The number of nurses who said they didn’t want to enter nursing leadership because of “nursing politics/culture” was staggering — dwarfing all other responses at 66%.

Hospitals need a multi-faceted approach to addressing bullying: educating all parties about what bullying looks like, providing training for new managers, building relationships between the nursing unit and its HR partners, and holding employees accountable for their actions. Facilities and systems that don’t directly address this problem are doomed to lose the nurses who have the greatest potential to help the profession grow in new, healthier ways.

Reshaping Nursing Career Paths

Like peers in other industriesMillennial nurses are less inclined to stay in an organization or two and work up the clinical ladder, one of the traditional glide paths to leadership roles.

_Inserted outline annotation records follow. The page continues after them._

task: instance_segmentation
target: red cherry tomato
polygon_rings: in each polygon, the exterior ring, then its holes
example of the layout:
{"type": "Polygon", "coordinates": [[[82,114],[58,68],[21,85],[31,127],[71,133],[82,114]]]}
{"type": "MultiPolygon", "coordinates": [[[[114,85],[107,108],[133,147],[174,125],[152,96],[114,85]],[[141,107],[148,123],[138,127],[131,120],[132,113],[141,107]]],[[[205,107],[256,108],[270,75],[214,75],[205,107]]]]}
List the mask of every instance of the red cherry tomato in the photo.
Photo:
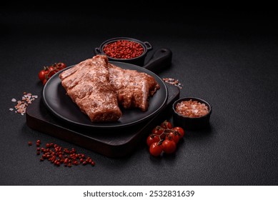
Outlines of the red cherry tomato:
{"type": "Polygon", "coordinates": [[[56,72],[56,69],[54,69],[54,67],[53,66],[49,66],[49,73],[48,74],[47,78],[51,77],[56,72]]]}
{"type": "Polygon", "coordinates": [[[47,81],[47,80],[46,80],[46,79],[44,79],[44,80],[42,81],[42,84],[43,84],[44,85],[45,85],[45,84],[46,83],[46,81],[47,81]]]}
{"type": "Polygon", "coordinates": [[[174,141],[174,143],[177,144],[179,142],[179,136],[177,133],[174,134],[173,132],[170,132],[168,134],[166,139],[169,139],[169,140],[172,140],[174,141]]]}
{"type": "Polygon", "coordinates": [[[176,150],[176,143],[172,140],[165,139],[162,142],[162,150],[168,154],[172,154],[176,150]]]}
{"type": "Polygon", "coordinates": [[[41,80],[41,82],[44,81],[44,80],[45,79],[45,77],[46,77],[46,74],[49,73],[49,71],[48,71],[48,70],[42,69],[39,72],[39,79],[41,80]]]}
{"type": "Polygon", "coordinates": [[[159,136],[149,135],[147,139],[147,144],[149,146],[151,146],[152,144],[154,142],[159,142],[160,141],[159,136]]]}
{"type": "Polygon", "coordinates": [[[167,120],[163,121],[160,126],[165,129],[172,129],[173,128],[173,126],[172,125],[171,122],[167,120]]]}
{"type": "Polygon", "coordinates": [[[59,70],[61,70],[63,69],[65,69],[66,67],[66,65],[64,63],[59,62],[56,64],[56,69],[59,70]]]}
{"type": "Polygon", "coordinates": [[[154,156],[159,156],[162,152],[162,145],[159,144],[158,142],[154,142],[149,146],[149,153],[154,156]]]}
{"type": "Polygon", "coordinates": [[[157,126],[152,131],[152,134],[154,135],[161,135],[164,131],[164,129],[160,126],[157,126]]]}
{"type": "Polygon", "coordinates": [[[173,131],[176,131],[178,133],[178,135],[180,139],[184,136],[184,130],[182,127],[176,126],[174,127],[172,130],[173,131]]]}

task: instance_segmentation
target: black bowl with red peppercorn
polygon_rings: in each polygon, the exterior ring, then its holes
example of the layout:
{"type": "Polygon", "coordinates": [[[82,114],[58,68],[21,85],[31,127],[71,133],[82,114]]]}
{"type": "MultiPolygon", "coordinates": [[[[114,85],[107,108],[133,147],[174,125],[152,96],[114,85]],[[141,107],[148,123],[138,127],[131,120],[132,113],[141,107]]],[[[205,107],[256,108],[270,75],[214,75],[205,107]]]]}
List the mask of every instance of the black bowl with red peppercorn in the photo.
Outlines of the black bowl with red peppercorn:
{"type": "Polygon", "coordinates": [[[152,49],[148,41],[128,37],[112,38],[94,49],[94,54],[105,54],[109,61],[143,66],[147,53],[152,49]]]}

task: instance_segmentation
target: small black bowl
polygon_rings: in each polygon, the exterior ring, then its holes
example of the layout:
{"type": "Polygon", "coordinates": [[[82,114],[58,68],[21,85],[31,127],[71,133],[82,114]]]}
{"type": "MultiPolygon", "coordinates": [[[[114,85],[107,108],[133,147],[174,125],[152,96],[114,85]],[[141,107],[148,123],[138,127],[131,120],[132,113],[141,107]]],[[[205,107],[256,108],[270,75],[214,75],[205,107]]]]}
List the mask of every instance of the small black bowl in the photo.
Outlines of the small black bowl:
{"type": "Polygon", "coordinates": [[[200,130],[209,126],[209,119],[212,114],[212,106],[206,101],[195,98],[195,97],[186,97],[177,100],[172,106],[174,111],[173,114],[173,123],[175,126],[180,126],[185,130],[200,130]],[[209,109],[209,113],[203,116],[200,117],[189,117],[182,115],[176,111],[177,104],[184,101],[197,101],[201,104],[204,104],[209,109]]]}
{"type": "Polygon", "coordinates": [[[112,43],[112,42],[115,42],[117,41],[120,41],[120,40],[131,41],[139,44],[144,49],[143,53],[140,56],[135,57],[135,58],[132,58],[132,59],[115,59],[115,58],[112,58],[112,57],[107,56],[108,59],[109,61],[129,63],[129,64],[133,64],[135,65],[142,66],[144,64],[145,57],[147,56],[147,53],[152,49],[152,46],[148,41],[139,41],[138,39],[133,39],[133,38],[129,38],[129,37],[112,38],[112,39],[108,39],[108,40],[104,41],[100,45],[99,47],[94,49],[95,55],[105,54],[105,53],[104,51],[104,48],[106,44],[112,43]]]}

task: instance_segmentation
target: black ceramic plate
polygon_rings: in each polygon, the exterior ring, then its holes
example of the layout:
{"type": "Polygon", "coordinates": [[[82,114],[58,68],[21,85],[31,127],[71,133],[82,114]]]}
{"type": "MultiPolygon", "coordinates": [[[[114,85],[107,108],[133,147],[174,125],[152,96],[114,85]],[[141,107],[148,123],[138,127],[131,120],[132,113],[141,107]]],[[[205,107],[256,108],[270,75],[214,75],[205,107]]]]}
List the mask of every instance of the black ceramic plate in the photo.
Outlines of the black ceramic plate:
{"type": "Polygon", "coordinates": [[[111,61],[124,69],[136,70],[152,76],[158,82],[160,89],[149,98],[149,106],[147,111],[138,109],[121,109],[123,115],[117,121],[93,123],[88,116],[81,111],[79,108],[66,95],[66,90],[61,84],[59,74],[64,70],[55,74],[45,84],[43,90],[43,100],[46,106],[57,117],[75,125],[91,128],[121,128],[142,122],[157,114],[164,108],[167,100],[167,89],[164,82],[153,72],[130,64],[111,61]]]}

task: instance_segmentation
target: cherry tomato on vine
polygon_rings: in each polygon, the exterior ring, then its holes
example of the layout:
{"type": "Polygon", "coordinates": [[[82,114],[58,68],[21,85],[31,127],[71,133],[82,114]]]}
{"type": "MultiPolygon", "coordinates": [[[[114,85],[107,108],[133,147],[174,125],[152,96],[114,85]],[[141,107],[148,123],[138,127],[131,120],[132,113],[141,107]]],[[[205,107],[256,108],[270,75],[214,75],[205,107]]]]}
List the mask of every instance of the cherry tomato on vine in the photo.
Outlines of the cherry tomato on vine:
{"type": "Polygon", "coordinates": [[[164,129],[160,126],[157,126],[152,131],[154,135],[161,135],[164,131],[164,129]]]}
{"type": "Polygon", "coordinates": [[[149,153],[154,156],[158,156],[162,153],[162,145],[158,142],[154,142],[149,146],[149,153]]]}
{"type": "Polygon", "coordinates": [[[49,72],[49,70],[42,69],[39,72],[39,79],[41,80],[41,82],[44,81],[45,79],[45,77],[46,74],[49,72]]]}
{"type": "Polygon", "coordinates": [[[176,143],[172,140],[169,140],[166,139],[162,142],[162,150],[166,154],[170,154],[174,152],[176,150],[177,145],[176,143]]]}
{"type": "Polygon", "coordinates": [[[172,129],[173,128],[173,126],[172,125],[171,122],[166,120],[162,122],[160,126],[165,129],[172,129]]]}
{"type": "Polygon", "coordinates": [[[58,67],[59,70],[65,69],[66,67],[66,65],[62,62],[57,63],[56,66],[58,67]]]}
{"type": "Polygon", "coordinates": [[[154,142],[159,142],[160,141],[159,136],[149,135],[147,139],[147,144],[149,146],[151,146],[152,144],[154,142]]]}
{"type": "Polygon", "coordinates": [[[184,130],[182,127],[179,126],[174,127],[173,131],[179,133],[178,135],[180,139],[184,136],[184,130]]]}
{"type": "Polygon", "coordinates": [[[177,144],[179,140],[179,136],[177,133],[174,134],[174,132],[170,132],[168,134],[166,139],[169,140],[172,140],[174,141],[174,143],[177,144]]]}
{"type": "Polygon", "coordinates": [[[49,73],[48,74],[47,78],[51,77],[56,72],[56,69],[54,69],[54,67],[53,66],[49,66],[49,73]]]}

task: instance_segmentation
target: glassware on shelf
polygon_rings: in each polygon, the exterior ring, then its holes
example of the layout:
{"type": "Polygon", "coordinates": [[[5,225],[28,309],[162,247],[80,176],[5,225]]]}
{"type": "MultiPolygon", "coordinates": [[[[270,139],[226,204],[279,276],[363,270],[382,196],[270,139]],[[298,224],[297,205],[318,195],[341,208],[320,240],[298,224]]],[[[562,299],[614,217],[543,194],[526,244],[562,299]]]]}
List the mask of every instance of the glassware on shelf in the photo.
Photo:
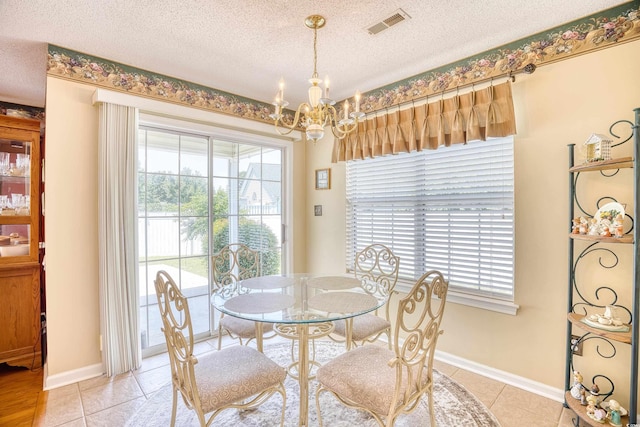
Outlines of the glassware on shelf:
{"type": "Polygon", "coordinates": [[[16,154],[16,172],[19,176],[29,176],[31,172],[31,156],[28,154],[16,154]]]}
{"type": "Polygon", "coordinates": [[[9,175],[9,153],[0,153],[0,175],[9,175]]]}

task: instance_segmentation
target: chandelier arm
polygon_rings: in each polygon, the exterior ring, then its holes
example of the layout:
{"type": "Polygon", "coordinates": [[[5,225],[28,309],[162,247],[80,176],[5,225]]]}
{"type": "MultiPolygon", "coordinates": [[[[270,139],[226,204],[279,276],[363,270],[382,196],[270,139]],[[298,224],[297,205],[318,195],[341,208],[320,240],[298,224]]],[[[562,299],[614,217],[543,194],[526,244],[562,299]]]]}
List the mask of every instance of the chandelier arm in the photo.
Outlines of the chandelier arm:
{"type": "Polygon", "coordinates": [[[280,114],[280,118],[274,120],[276,132],[284,136],[284,135],[289,135],[292,131],[296,130],[296,128],[298,127],[298,122],[300,121],[300,111],[302,111],[302,108],[304,107],[309,108],[309,104],[304,102],[298,106],[298,109],[296,110],[296,114],[293,117],[293,123],[291,123],[290,125],[288,125],[282,120],[283,116],[282,114],[280,114]],[[285,128],[287,130],[281,131],[280,128],[285,128]]]}

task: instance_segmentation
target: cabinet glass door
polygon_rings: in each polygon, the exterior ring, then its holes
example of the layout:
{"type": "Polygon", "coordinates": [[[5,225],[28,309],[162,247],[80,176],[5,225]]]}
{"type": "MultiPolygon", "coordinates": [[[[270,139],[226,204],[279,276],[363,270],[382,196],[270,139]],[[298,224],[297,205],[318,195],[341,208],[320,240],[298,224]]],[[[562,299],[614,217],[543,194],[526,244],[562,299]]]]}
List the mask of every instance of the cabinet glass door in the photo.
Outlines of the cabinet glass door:
{"type": "Polygon", "coordinates": [[[29,255],[31,148],[0,138],[0,257],[29,255]]]}

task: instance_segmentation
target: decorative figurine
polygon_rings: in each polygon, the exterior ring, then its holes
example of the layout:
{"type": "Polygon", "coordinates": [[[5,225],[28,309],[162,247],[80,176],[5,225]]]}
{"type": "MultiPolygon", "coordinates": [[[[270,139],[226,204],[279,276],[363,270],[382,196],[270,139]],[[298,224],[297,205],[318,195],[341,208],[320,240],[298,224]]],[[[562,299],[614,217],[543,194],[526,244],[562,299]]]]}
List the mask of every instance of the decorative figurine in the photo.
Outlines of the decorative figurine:
{"type": "Polygon", "coordinates": [[[614,427],[621,427],[622,420],[620,419],[620,403],[617,400],[611,399],[609,401],[609,424],[614,427]]]}
{"type": "Polygon", "coordinates": [[[580,234],[580,218],[574,218],[571,220],[571,233],[580,234]]]}
{"type": "Polygon", "coordinates": [[[587,390],[584,387],[580,390],[580,404],[582,406],[587,406],[587,390]]]}
{"type": "Polygon", "coordinates": [[[589,418],[593,418],[593,414],[596,411],[597,401],[598,399],[593,394],[587,396],[587,415],[589,416],[589,418]]]}
{"type": "Polygon", "coordinates": [[[587,234],[587,219],[583,216],[580,217],[580,226],[578,227],[578,232],[580,234],[587,234]]]}
{"type": "Polygon", "coordinates": [[[616,215],[616,218],[614,219],[611,226],[613,228],[613,235],[615,237],[624,236],[624,217],[622,216],[622,214],[616,215]]]}
{"type": "Polygon", "coordinates": [[[580,399],[584,385],[582,385],[582,375],[579,371],[573,371],[573,386],[571,387],[571,396],[574,399],[580,399]]]}
{"type": "Polygon", "coordinates": [[[596,420],[599,423],[604,423],[605,420],[607,419],[607,411],[605,411],[602,408],[596,408],[595,411],[593,411],[593,417],[594,420],[596,420]]]}

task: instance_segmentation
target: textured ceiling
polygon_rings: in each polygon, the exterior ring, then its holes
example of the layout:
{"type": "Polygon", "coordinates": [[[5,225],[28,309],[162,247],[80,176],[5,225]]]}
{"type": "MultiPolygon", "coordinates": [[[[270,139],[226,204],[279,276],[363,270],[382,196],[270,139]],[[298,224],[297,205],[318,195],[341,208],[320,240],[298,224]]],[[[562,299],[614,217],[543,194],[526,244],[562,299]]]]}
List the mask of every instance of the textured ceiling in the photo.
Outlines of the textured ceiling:
{"type": "Polygon", "coordinates": [[[44,106],[47,44],[271,102],[318,73],[352,96],[625,3],[590,0],[0,0],[0,101],[44,106]],[[366,28],[404,10],[411,19],[366,28]]]}

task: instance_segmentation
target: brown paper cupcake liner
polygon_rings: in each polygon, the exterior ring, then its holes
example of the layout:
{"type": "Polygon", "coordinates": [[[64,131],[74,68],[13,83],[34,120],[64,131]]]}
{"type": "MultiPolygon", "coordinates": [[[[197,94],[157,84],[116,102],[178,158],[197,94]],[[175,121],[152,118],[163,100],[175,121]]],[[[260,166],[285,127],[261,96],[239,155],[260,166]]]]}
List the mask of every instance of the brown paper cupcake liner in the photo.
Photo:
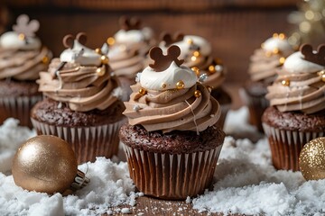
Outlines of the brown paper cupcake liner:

In the Trusted survey, 21% of nurses said they were not interested in being associated with a single hospital or health system, and 35% said a successful career involves moving between hospitals, clinics and units to gain different experiences.

With this in mind, hospitals need to create easier, less risky pathways for nurses to find diversity, explore, and be challenged and motivated in new ways. This could include reimagining floating pools or creating structured rotation programs that allow nurses to develop their skills across specialties, nursing settings and geographies. In addition to accepting and mentoring nurses interested in leadership but looking for it in nontraditional roles.

Rethink staffing and scheduling

Nurse managers regularly report spending at least half their time on schedules. Given this, it’s not surprising that 14% of respondents said the time leaders spend on staffing and scheduling hinders them from becoming leaders themselves.

Hospitals are trying a variety of different approaches to address the problem.

Bon Secours has recruited a team of workforce professionals specially trained in staffing and scheduling, and rolled out a new scheduling system that allows nurses to book additional shifts in advance. Mercy, one of the largest health systems in the U.S., is undergoing a multi-year overhaul of its nursing staff and is working with Trusted’s team to use data and artificial intelligence to predict and determine the right mix of staffing, staff, travel and daily nurses . Both approaches reduce the burden on front-line managers and leaders, freeing them up to focus on patient care and other things that initially attracted them to the industry.

Nursing desperately needs a new vision. Before Covid-19 hit, a lot of things in the industry were untenable, and the past few years have been the proverbial straw that broke the camel’s back in many ways.

Nurses still on site Pandemic horror Meaningful, wide-ranging changes are worthwhile to help the field realize its potential. They should express and elevate their voices through positions of power so they can transform care into something healthier and more sustainable.